Pros: Highly accurate, shows exactly where fat is located (or has been lost/gained), measures visceral fat, reveals muscle distribution, provides bone density data

Cons: More expensive ($50-150 per scan), requires travelling to a facility, and involves some radiation exposure.

Best use: Baseline assessment and periodic check-ins (every 3–12 months) to track comprehensive body composition changes.

Hydrostatic (Underwater) Weighing: Considered very accurate, this method weighs you underwater to determine body density and calculate your body fat.

Pros: Highly accurate when done properly.

Cons: Uncomfortable for many people, requires specialised equipment and facilities, and is inconvenient.

Best use: Research settings or baseline assessments if DEXA unavailable

Putting it All Together

Although some measures are better than others, no single metric can be used to get the whole picture of what is happening to your body. So why not take are few of them at the same time? 

Waist circumference and body weight can be measured weekly. Progress photos and body size measurements can be done monthly. 

Then, if you need them, can afford them, and have access to them, maybe you can include more technical measures, like professional body composition assessment or blood work, which can be taken every quarter, annually or biannually.

Bottom Line

While BMI is a cheap and practical tool for screening or epidemiology, it's not appropriate for monitoring individual progress or health, specifically for anyone who is, or about to start, exercising regularly.

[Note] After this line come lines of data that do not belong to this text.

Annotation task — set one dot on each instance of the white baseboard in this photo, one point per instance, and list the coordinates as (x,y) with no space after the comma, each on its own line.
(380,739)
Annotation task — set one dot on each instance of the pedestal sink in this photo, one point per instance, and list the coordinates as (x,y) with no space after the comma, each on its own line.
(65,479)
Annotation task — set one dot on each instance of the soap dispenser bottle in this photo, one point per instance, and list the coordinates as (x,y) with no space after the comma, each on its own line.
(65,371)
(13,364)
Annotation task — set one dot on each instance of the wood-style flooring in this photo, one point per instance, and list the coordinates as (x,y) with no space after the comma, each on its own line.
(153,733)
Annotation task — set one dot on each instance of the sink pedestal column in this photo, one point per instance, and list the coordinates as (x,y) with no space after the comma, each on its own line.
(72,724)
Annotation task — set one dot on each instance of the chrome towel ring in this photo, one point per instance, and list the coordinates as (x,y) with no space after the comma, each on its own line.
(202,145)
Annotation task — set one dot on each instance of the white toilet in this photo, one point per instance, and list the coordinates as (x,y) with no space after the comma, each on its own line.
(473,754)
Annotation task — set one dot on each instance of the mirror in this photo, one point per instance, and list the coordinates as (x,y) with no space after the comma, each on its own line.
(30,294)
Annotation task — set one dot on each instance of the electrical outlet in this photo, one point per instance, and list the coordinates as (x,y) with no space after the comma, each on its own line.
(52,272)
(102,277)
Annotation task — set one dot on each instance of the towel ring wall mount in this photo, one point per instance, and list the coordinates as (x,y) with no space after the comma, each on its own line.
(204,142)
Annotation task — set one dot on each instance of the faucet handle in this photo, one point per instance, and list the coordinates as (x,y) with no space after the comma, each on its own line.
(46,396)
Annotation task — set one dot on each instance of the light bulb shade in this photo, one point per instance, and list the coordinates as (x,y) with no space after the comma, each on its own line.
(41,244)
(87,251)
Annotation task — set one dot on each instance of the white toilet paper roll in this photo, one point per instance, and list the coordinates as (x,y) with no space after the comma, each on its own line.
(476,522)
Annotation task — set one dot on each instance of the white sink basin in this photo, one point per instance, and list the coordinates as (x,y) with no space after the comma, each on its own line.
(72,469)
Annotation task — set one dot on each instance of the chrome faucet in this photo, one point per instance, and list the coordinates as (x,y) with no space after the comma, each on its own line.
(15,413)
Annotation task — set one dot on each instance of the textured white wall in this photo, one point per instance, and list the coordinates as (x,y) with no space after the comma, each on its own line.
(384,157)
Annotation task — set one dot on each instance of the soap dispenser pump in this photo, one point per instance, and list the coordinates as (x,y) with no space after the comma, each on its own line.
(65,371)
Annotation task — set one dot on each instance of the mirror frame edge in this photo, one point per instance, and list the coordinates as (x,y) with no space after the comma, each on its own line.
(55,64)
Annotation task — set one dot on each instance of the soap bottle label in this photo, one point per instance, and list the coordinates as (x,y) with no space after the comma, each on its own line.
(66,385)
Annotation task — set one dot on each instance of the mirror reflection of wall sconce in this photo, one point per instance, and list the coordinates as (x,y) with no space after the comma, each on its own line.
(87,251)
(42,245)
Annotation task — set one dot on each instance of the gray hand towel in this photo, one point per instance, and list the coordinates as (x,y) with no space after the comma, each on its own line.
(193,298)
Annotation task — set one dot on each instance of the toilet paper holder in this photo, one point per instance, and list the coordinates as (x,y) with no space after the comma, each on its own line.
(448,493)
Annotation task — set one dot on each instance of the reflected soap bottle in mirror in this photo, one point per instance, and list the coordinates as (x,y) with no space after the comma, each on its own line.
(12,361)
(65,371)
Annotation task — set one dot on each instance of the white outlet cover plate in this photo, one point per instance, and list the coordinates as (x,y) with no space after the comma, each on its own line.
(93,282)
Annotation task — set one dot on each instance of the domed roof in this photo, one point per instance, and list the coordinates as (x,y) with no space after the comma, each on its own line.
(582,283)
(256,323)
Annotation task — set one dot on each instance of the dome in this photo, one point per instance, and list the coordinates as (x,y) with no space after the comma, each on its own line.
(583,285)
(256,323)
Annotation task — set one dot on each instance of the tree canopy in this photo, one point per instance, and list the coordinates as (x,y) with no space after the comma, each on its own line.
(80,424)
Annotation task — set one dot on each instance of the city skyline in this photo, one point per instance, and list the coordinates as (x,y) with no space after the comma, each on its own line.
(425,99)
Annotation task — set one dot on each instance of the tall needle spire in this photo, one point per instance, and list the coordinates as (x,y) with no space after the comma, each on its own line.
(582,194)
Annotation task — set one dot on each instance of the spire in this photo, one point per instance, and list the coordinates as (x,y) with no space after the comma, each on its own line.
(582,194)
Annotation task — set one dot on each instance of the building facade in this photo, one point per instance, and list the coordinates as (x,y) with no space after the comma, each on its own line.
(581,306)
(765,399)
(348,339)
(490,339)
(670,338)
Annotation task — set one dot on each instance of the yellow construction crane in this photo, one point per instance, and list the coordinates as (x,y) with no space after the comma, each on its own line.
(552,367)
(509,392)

A simple alternative, waist circumference, is a better measure. And can be used alongside body weight to indicate that the scale changes are actually beneficial for health.

Of course, more technical, professionally administered measures are available (to some people). But simpler, cheaper progress photos, how your clothes fit, and your performance metrics can also be used to track or confirm progress.

So next time you’re on the scale, remember: it’s just one data point that doesn’t always reflect your true health status by itself. There are other measures available that more accurately reflect your health.

Progress is progress, whether the scale agrees (or not).


Disclaimer: No content on this site, regardless of date, should ever be used as a substitute for direct medical advice from your doctor or other qualified clinician.